First of all, your country has to be small. Affairs of small countries often go unnoticed. You need to have an open and growing economy so that enough foreign business interests like you. If at all possible, you may benefit from reminding every nation around you about your past history of being oppressed by a colonizing tyrant. You also need to show your loyal support to a couple of major world powers and make yourself useful to them so that they are willing to overlook your “temporary excesses.”

Take for example a look at Latvia. Just in case you are not familiar with this country, and quite frankly there is no reason why you should be, here is a short summary. Latvia gained its independence in 1918 from Russia only to be annexed again, now by the Soviet Union, right before the start of the World War II. Its people spent years of Soviet oppression yearning for independence and gathered a lot of support in the West. When the freedom was finally achieved in the early ’90s, most expected these noble freedom fighters to establish a liberal democracy. Many people are under the impression that they did.
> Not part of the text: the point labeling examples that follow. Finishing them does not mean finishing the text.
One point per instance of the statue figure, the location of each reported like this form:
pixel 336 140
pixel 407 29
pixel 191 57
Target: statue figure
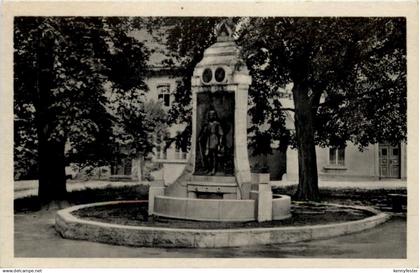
pixel 211 144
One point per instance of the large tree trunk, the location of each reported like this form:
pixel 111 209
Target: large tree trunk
pixel 308 173
pixel 52 177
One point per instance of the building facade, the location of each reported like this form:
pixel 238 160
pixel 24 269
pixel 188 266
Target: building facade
pixel 378 161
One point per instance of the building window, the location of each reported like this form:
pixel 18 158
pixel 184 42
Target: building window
pixel 164 94
pixel 337 156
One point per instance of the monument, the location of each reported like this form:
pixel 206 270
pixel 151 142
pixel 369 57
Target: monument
pixel 216 184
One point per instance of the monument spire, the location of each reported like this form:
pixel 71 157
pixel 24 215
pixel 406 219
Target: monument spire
pixel 224 30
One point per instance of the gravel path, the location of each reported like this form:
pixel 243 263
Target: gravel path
pixel 35 237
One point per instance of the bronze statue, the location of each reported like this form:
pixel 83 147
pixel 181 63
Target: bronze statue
pixel 211 141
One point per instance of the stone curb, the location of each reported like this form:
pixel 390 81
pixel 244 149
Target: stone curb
pixel 71 227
In many ways Latvia met these lofty expectations. They became models of successfully reformed, rapidly growing democracies with a small caveat — newly independent Latvia granted citizenship only to those whose ancestors lived in the country before the Soviet annexation. The problem with that approach is that in 40 years of the Soviet rule hundreds of thousands of ethnic Russians, Ukrainians, Byelorussians and other Soviet peoples moved to Latvia. Most of them came because of active encouragement by the Soviet government. While Latvians often perceive them as “Soviet colonizers,” most of them were simply victims of the regime. Totalitarian states like the Soviet Union do not allow their citizens for too many choices.
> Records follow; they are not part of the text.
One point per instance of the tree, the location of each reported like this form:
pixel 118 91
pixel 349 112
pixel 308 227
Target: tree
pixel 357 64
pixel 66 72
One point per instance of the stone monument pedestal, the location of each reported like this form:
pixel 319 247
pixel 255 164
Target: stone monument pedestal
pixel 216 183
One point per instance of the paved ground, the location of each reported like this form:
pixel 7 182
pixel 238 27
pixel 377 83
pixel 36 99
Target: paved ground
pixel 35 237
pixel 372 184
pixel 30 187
The new citizenship laws had dire consequences for these people. If your grandparents moved to Latvia in 1945 and your parents and yourself were born in the country, you would not be qualified for citizenship. In that case to get a citizenship, you will need to take several humiliating tests on Latvian language and history. According to Ukrainian newspaper Korrespondent, in all of 12 years of Latvian independence only sixty five thousand of so-called “foreigners” passed the test while almost half a million or a about a quarter of Latvia’s residents never did and are officially viewed as “noncitizens.”

To me these rules are awfully similar to such aspects of Jim Crow as literacy tests and grandfather clause. Radio Svoboda reports that besides the right to vote, noncitizens are also barred from certain professions like working for the government and being a lawyer or a judge. They also can not inherit land or bequeath it to their children. All in all in 2000, there used to be 54 differences in rights and freedoms, and the situation only got worse since then. According to NewsRu.com, a reputable Russian online news source, the common nomenclature for a “noncitizen” is a “nigger,” which happens to be the shorthand for the Russian word for noncitizen.

In the face of these less-then-reputable actions, the world community does not seem to be terribly concerned. Just a week ago Latvia was admitted to NATO and will accede to EU this summer. Both of these institutions see democracy as a cornerstone of their ideology. Why wouldn’t they force Latvia to get its act together? There are several reasons. First, while Latvia’s practices are abhorrent, it is, sadly, one of the most democratic post-Soviet states. In Latvia about three quarters of the population has real political influence. In the neighboring Russia, the number is limited to Putin and his immediate entourage. Second, Latvia has been a loyal follower of the United States in all of its projects including the war in Iraq. The biggest reason however is probably that most people in the West simply do not know anything about Latvia, and the media seems to consider it below its dignity to talk about a country that small.

None of these reasons, or any other reasons for that matter, is good enough. Not only does enrolling Latvia jeopardize the integrity of the two finest international institutions we have, it all also sends a powerful message: Democracy is nice but not important. As long as you do not incense anyone, you can do fine without it.

Boris Volodarsky is a junior in Trumbull College.